Protocol 5: Tactical Nutrition for Cortisol Regulation
The Science:
Cortisol drives gluconeogenesis (production of glucose) and influences glucose availability. Blood sugar instability amplifies cortisol secretion, creating a cycle. Specific nutrients support HPA axis regulation.
The Protocol:
- Protein-first breakfast within 60 minutes of waking
- Minimum 30g protein (for 80kg individual)
- Stabilises blood glucose during CAR window
- Prevents reactive hypoglycaemia that triggers additional cortisol release
- Magnesium supplementation
- 400-500mg magnesium glycinate 60 minutes before sleep
- Supports GABA activity, promotes HPA axis recovery
- Deficiency associated with exaggerated stress response
- Adaptogen integration
- Ashwagandha: 300mg twice daily (600mg total)

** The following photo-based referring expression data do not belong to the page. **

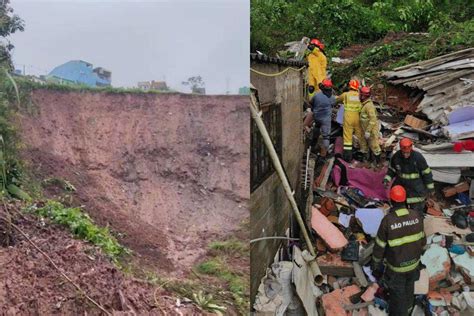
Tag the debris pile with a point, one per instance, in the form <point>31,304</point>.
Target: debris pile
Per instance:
<point>348,202</point>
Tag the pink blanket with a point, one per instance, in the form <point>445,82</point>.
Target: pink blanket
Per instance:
<point>370,182</point>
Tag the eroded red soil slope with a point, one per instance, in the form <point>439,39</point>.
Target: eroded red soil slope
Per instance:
<point>170,172</point>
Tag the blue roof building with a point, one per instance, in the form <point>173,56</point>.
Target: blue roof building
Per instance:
<point>82,73</point>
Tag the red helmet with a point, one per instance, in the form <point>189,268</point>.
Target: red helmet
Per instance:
<point>317,43</point>
<point>354,84</point>
<point>406,145</point>
<point>398,194</point>
<point>365,90</point>
<point>327,83</point>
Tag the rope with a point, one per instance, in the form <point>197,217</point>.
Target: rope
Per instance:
<point>278,73</point>
<point>57,268</point>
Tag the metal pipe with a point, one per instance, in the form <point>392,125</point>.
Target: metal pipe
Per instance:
<point>274,237</point>
<point>256,115</point>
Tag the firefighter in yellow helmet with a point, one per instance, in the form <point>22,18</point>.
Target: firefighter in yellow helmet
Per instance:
<point>351,125</point>
<point>369,123</point>
<point>317,66</point>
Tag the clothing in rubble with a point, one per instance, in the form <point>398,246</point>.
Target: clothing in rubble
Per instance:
<point>351,124</point>
<point>317,64</point>
<point>414,175</point>
<point>370,125</point>
<point>322,104</point>
<point>400,241</point>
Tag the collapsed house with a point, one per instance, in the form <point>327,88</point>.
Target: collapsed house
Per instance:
<point>343,204</point>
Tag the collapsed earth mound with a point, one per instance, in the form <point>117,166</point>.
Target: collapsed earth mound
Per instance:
<point>168,172</point>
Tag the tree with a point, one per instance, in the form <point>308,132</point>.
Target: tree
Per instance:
<point>9,24</point>
<point>196,84</point>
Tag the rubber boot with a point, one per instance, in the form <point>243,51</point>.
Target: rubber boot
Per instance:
<point>323,152</point>
<point>347,155</point>
<point>365,157</point>
<point>378,160</point>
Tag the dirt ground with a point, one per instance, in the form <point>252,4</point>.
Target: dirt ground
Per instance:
<point>29,285</point>
<point>168,172</point>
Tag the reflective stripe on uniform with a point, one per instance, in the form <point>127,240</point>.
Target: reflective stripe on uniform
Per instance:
<point>415,200</point>
<point>405,240</point>
<point>407,268</point>
<point>380,242</point>
<point>352,103</point>
<point>401,212</point>
<point>409,176</point>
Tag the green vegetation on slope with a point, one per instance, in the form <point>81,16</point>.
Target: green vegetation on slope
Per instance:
<point>222,253</point>
<point>82,226</point>
<point>411,48</point>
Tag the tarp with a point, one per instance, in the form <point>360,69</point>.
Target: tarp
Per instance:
<point>370,182</point>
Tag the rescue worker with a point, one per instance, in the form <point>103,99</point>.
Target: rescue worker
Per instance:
<point>351,124</point>
<point>369,123</point>
<point>409,168</point>
<point>317,64</point>
<point>321,105</point>
<point>399,242</point>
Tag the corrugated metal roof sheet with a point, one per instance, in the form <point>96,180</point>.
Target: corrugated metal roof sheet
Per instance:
<point>447,82</point>
<point>80,72</point>
<point>273,60</point>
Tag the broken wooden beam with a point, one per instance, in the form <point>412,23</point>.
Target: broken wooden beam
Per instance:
<point>360,275</point>
<point>458,188</point>
<point>357,306</point>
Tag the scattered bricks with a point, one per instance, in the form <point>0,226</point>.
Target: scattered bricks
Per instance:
<point>438,263</point>
<point>465,264</point>
<point>369,294</point>
<point>458,188</point>
<point>332,264</point>
<point>321,246</point>
<point>440,299</point>
<point>327,206</point>
<point>414,122</point>
<point>334,302</point>
<point>433,208</point>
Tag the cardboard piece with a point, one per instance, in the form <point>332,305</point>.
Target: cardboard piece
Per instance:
<point>414,122</point>
<point>370,219</point>
<point>334,302</point>
<point>438,263</point>
<point>458,188</point>
<point>423,284</point>
<point>327,231</point>
<point>433,225</point>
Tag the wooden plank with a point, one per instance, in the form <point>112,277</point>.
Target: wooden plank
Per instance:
<point>331,264</point>
<point>360,275</point>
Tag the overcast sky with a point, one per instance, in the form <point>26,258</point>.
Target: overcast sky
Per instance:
<point>139,40</point>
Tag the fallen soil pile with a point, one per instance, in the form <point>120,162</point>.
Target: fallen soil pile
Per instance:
<point>168,172</point>
<point>29,285</point>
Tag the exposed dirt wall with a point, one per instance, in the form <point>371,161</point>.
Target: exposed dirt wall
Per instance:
<point>169,172</point>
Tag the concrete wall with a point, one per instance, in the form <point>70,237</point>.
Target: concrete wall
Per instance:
<point>269,207</point>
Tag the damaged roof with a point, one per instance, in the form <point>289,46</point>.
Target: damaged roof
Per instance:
<point>445,83</point>
<point>278,61</point>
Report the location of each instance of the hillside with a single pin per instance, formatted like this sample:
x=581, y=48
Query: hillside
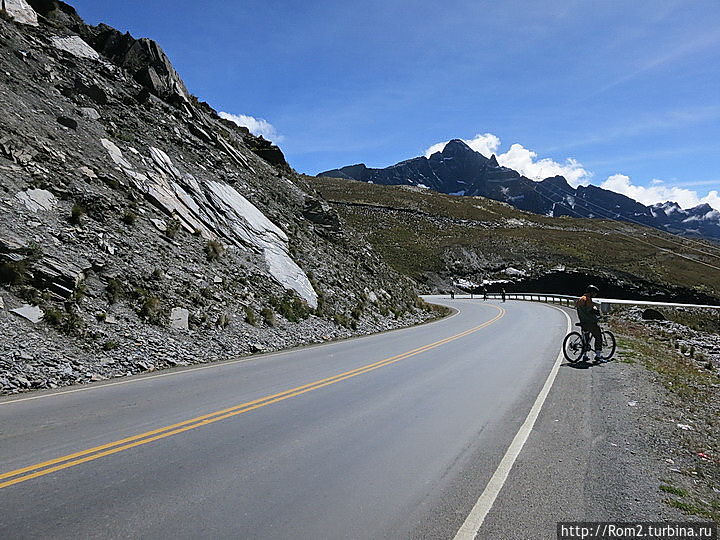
x=460, y=170
x=138, y=230
x=437, y=238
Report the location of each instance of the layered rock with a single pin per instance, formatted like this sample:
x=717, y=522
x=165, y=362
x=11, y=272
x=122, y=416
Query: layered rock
x=139, y=230
x=20, y=11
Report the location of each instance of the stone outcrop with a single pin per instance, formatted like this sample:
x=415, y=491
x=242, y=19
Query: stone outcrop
x=20, y=11
x=145, y=232
x=144, y=59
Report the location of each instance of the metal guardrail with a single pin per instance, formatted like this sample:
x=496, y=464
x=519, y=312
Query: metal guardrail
x=565, y=300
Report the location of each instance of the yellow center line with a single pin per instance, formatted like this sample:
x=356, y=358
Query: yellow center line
x=40, y=469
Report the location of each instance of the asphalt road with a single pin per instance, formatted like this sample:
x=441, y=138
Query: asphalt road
x=388, y=436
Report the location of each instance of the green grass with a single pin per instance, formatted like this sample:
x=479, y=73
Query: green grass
x=680, y=492
x=692, y=392
x=418, y=231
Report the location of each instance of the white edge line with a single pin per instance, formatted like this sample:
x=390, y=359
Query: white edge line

- Research shows cortisol reduction of 14.5-27.9% over 8 weeks
- Take with meals to reduce GI effects
- Note: Some evidence for other adaptogens, but less robust than these interventions
Expected Outcome: More stable energy throughout day, reduced reactive eating, improved stress resilience. Allow 4-6 weeks for adaptogen effects.
Start with Protocol 1 (CAR optimisation) as foundation for all others. Add one protocol every 2-3 weeks to avoid overwhelming system with simultaneous changes.
Track objective markers:
- Resting heart rate upon waking (↓ indicates improved regulation)
- Heart rate variability (↑ indicates better autonomic balance)
- Subjective energy ratings at 10:00, 14:00, 18:00 (should show consistent pattern)
For additional reading see this recent open-access review and the above mentioned paper on the CAR. Cortisol doesn’t need to be the killer of high performance it is made out to be. Rebuilding your operating system from the ground up to respect your biology can harness cortisol's power without the dark side it is more commonly known for. Your brain isn’t broken - the operating system is.